Photo Album Web Application [Code]

Nov. 2020 – Dec. 2020

  • Photo Uploading & Searching: Integrated with AWS Lex, Elasticsearch and Rekognition services, support uploading photos to the album and the back-end service would automatically analyze the objects in the photos and create index (labels) for searching. Then, users could search photos using natural language via both text and voice.

Real-time Credit Card Fraud Detection Pipeline [Code]

Dec. 2020 – Jan. 2021

  • Pipeline Workflow: A Kafka topic continuously produces the simulated transaction records that consumed by a Spark Streaming job. The streaming job would predict whether these transactions are fraud or not baed on the pre-trained Spark ML models and then save the classified records into the database. Display the fraud and non-fraud transactions in real-time on the dashboard web page by using the Spring Boot framework. Meanwhile, implemented two REST APIs that could easily retrieve the customer’s information and create the transaction statement for each customer with the Flask framework.

Natural Language Processing Models Implementation [Code]

Jun. 2020 – Aug. 2020

  • Trigram Language Model: Designed n-grams extracting and counting functions for corpuses. Implemented linear interpolation to compute smoothed trigram probability and log probability of an entire sequence. Applied the trigram model to a TOEFL written-test skill level classification task giving 83% accuracy.
  • Probabilistic Context-Free Grammar Parser: Implemented CKY algorithm for PCFG parsing by retrieving a parse tree for the input sentence given the PCFG probabilities in the grammar from a backpointer parse table.
  • Neural Network Dependency Parser: Constructed a feed-forward neural network with Keras to predict the transitions of an arc-standard dependency parser using greedy parsing algorithm giving 71% accuracy.
  • Lexical Substitution: Found lexical substitutes for individual target words in context from WordNet database. Implementations included overlap computing algorithm – Simplified Lesk, vectorial similarity computing based on Word2Vec embeddings, BERT’s masked language model and its combination with WordNet derived candidates.
  • Image Captioning: Created matrices of image representations using the Inception v3 network and read the image captions as a lookup table. Trained an LSTM language generator on the caption data, and added the image input to write an LSTM caption generator. Finally, applied beam search to produce the n highest-scored caption sequences.

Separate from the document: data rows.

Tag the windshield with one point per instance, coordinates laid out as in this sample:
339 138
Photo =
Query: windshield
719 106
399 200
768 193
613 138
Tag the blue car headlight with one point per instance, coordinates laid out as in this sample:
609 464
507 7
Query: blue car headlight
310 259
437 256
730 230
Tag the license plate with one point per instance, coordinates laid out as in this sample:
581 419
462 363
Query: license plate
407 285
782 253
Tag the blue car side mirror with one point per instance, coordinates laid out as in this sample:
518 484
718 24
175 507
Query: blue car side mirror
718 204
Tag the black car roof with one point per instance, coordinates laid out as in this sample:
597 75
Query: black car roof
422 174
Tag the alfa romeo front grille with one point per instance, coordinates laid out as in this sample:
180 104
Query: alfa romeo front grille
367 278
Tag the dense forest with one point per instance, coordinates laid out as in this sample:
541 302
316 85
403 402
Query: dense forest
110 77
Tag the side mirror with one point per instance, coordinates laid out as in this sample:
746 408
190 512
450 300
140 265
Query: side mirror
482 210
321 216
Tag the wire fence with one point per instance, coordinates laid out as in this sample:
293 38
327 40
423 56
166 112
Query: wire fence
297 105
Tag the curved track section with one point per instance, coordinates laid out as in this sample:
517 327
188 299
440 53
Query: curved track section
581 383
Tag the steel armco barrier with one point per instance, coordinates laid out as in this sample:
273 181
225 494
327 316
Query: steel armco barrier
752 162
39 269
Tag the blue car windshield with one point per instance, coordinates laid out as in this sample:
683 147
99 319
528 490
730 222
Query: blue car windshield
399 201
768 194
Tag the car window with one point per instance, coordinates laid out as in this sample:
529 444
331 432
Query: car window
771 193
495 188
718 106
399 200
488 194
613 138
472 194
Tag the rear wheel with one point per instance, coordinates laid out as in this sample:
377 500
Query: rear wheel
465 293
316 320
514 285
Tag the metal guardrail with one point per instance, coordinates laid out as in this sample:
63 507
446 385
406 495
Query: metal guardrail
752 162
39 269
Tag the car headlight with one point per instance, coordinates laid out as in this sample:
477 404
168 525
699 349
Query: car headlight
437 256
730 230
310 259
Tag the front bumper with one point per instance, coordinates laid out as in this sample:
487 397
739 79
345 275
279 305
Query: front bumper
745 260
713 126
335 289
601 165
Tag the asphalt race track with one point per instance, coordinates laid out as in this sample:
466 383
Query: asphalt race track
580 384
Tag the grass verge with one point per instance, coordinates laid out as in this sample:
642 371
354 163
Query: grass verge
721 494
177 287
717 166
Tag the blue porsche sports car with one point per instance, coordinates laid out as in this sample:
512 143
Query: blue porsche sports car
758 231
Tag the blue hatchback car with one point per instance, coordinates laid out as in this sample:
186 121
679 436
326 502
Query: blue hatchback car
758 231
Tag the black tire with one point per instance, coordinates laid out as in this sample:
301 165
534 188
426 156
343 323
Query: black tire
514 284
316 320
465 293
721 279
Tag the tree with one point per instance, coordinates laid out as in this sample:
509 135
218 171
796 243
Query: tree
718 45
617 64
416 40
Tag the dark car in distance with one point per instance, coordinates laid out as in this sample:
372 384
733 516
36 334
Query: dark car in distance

Machine Learning Models Implementation [Code]

Feb. 2020 – May. 2020

  • Supervised Learning: Implemented Ridge Regression and Gaussian Process Regression for vehicles’ mileage per gallon prediction giving 2.10 and 1.89 RMSE value respectively and used degree of freedom for vehicle features impact analysis. Implemented Naive Bayes Classifier and k-NN Classifier for spam/ham email classification giving 87.0% and 87.3% accuracy respectively and used poisson parameters for email words impact analysis.
  • Unsupervised Learning: Implemented Matrix Factorization to find similar movies and recommend unrated movies for users based on a MovieLens rating dataset and Nonnegative Matrix Factorization for topic detection on New York Times article dataset. Implemented Markov Chains to rank college football teams based on CFB2019 scores.